There are ’sthala - purana’ (site/village history) that describe the religious sanctity of the temple-town. In the cited theological ‘village history ‘ there is an interesting reference to a river “ Bhadra Saraswati Tirtha” flowing nearby the temple of Kudupu. The person who put together the village history was aware of the geographic fact that a river and later a lake (partial remains of a dried up river) existed in the area. It is interesting because presently there is no river near Kudupu. Since the village history is built around the devotion of Subramanya and Anantha Padmanabha ,possibly in that sequence, it can be predicted that it was originally compiled between the period of 4th to 7th Century CE. Thus it can be predicted that the river dried up somewhere during this period. The original Naga worship predates the phases of Subramanya and Anantha Padmanabha worships, and hence the initiation of Naga worship at Kudupu can be dated back to a period older than 4th Century CE.
However, the distinct valleys near Kudupu suggest that a river was flowing in the area once upon a time!

Etymology of Kudupu
Kudupu= to shrug off, to shiver (b) a variant of ‘kodapu’ (=to sting ) (c) ‘kudumpa’= a large stinging ant. (d) Kudupa/Kudpa= a male name (of tribal origin); possibly a stinging serpent or Serpent God, the usage derived from the one who stings. Therefore, the term ‘Kudupa’ originally represented a tribe who worshipped serpent God, a Naga worshipping tribe and Kudupu was their hamlet.
‘Kedu’= a boil or growth on the skin or infection. Earlier generation of Tulu people believed that skin boils, carbuncles etc were developed due to curse of Naga God and they prayed and offerings to Naga God for cure and relief from such scourges.
Later the food grain (horse gram) grown by the natives was also called Kudu. Kudu (=horse gram) one of the earliest food crops grown in south India, looks similar to ‘kedu’ outgrowths on the skin or vice versa.
‘Kudubi’= a tribal farmer, originally one who grows ‘kuDu’.
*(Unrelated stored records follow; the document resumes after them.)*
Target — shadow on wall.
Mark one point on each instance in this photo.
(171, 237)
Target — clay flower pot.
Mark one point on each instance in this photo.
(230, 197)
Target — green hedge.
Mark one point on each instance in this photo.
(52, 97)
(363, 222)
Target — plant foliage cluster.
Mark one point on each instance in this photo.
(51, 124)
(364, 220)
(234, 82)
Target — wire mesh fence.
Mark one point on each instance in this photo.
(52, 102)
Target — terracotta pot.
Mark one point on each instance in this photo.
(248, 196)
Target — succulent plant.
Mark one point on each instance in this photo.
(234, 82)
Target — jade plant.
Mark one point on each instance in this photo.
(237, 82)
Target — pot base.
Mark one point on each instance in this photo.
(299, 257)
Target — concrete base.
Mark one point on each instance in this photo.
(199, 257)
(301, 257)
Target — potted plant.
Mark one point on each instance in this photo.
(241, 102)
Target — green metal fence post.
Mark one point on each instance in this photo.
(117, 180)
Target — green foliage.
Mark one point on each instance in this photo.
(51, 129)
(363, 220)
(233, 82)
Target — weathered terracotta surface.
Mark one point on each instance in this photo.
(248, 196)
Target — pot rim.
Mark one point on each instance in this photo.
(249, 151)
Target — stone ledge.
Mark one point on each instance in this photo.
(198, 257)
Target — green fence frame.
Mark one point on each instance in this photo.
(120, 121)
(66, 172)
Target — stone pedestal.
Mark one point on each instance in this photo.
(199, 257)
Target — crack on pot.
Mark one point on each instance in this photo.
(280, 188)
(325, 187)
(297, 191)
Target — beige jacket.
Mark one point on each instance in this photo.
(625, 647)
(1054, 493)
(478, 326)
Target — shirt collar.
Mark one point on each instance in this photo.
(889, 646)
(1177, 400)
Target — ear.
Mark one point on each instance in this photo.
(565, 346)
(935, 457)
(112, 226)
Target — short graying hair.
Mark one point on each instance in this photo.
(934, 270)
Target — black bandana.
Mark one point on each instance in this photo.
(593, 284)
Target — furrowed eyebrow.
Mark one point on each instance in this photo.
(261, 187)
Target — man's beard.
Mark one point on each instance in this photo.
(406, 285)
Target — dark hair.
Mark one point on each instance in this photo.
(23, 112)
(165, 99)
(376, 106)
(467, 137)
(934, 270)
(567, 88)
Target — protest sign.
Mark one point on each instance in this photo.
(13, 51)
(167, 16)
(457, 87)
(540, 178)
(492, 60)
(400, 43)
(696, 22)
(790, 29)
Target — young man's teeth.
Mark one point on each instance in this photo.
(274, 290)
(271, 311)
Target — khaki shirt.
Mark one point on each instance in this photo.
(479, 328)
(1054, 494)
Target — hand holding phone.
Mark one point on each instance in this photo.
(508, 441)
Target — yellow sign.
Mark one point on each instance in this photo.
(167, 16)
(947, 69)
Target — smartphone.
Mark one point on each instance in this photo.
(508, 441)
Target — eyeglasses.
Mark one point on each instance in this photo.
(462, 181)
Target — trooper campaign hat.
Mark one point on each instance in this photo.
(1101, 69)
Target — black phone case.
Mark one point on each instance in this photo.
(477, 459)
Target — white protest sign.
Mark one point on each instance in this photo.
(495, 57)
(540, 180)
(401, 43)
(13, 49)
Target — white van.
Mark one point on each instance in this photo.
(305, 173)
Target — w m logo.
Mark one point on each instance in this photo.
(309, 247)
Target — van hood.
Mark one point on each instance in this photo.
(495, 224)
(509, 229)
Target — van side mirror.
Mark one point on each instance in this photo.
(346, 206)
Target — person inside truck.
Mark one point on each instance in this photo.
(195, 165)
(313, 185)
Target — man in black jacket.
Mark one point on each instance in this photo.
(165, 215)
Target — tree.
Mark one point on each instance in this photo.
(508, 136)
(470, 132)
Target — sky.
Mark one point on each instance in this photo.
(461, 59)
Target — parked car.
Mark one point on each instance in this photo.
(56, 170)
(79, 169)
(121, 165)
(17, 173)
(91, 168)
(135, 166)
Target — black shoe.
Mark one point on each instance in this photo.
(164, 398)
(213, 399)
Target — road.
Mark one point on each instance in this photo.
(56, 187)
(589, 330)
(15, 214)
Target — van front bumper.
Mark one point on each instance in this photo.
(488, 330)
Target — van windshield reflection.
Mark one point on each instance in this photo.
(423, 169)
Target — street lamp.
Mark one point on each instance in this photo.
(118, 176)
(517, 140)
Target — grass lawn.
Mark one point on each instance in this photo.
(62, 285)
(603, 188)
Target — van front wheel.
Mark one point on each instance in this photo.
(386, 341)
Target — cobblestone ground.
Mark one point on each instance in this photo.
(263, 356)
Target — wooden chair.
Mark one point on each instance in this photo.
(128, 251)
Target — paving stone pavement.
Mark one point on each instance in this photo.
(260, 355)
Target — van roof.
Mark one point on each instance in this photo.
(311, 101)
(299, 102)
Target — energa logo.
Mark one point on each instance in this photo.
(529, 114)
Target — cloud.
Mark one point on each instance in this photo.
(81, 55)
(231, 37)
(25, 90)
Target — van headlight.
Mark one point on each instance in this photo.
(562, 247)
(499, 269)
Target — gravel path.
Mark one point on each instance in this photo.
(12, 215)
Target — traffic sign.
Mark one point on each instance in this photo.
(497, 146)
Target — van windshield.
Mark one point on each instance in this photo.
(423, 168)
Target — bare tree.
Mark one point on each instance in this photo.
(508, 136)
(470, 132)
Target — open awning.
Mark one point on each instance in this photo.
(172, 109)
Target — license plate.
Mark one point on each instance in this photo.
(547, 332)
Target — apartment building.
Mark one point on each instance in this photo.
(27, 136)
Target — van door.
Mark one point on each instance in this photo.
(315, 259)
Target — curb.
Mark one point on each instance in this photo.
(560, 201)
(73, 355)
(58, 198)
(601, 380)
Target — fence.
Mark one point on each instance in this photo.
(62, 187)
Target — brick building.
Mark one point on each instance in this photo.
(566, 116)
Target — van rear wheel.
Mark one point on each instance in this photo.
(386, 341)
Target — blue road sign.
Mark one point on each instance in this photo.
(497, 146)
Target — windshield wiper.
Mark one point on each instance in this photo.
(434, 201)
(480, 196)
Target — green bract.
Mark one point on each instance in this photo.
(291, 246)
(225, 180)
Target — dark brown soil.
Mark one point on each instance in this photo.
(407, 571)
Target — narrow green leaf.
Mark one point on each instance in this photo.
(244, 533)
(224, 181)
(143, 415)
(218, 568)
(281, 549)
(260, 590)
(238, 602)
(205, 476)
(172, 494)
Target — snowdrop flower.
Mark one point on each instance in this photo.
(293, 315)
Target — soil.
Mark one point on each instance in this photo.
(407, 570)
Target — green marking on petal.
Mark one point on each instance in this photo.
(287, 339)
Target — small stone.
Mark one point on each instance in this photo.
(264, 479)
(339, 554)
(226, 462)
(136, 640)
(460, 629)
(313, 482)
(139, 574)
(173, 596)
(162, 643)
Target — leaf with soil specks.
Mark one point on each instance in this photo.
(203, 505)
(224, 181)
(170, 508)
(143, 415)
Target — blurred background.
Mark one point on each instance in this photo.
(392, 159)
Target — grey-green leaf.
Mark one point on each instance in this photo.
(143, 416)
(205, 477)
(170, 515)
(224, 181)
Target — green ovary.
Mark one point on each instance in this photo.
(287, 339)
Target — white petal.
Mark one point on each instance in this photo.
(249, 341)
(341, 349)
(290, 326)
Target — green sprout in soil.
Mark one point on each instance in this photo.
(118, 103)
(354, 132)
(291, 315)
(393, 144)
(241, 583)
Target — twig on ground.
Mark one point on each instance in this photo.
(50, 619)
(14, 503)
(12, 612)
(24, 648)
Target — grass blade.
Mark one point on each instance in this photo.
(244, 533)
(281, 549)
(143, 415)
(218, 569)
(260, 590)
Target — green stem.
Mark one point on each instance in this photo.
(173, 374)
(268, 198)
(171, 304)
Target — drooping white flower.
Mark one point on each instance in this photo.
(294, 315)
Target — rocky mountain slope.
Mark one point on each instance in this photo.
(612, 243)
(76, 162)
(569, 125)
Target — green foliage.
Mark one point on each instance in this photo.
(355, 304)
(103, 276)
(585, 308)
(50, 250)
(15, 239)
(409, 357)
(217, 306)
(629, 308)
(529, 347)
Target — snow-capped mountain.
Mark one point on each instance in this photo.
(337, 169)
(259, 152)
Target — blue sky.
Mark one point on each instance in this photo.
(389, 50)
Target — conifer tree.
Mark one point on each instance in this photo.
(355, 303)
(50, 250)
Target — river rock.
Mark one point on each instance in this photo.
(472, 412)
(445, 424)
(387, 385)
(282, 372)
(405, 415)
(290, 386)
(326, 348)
Kudubi, kudupa, kuduba, kuruba, kuduma, kodama, korama, kor, and koraga etc early tribal names might have been the variants applied to related or unrelated tribes spread in spatially different regions.
‘Kudpa’ or ‘Kudupa’ was a popular male name among the earlier generation of Tulu people. It is also true that many of the popular names were borrowed from actual tribal names, for example Koraga, Mudda, etc. Kuduma or Kodama was also a variant name of a former tribe, apart from being a personal name. There are villages in Tulunadu that bear the name ‘Kuduma’ or Kodamānu. Incidentally , renowned temple town Dharmasthala was formerly known as Kuduma.

Koda mani
The other variant ‘Kodama’ is also preserved in the village name ‘Kodaman’. There are several other ‘KoDa-‘ villages such as Kodavur,Kodanjikal,Kodange,Kodakal,Kodapadavu, Kodimbadi, etc.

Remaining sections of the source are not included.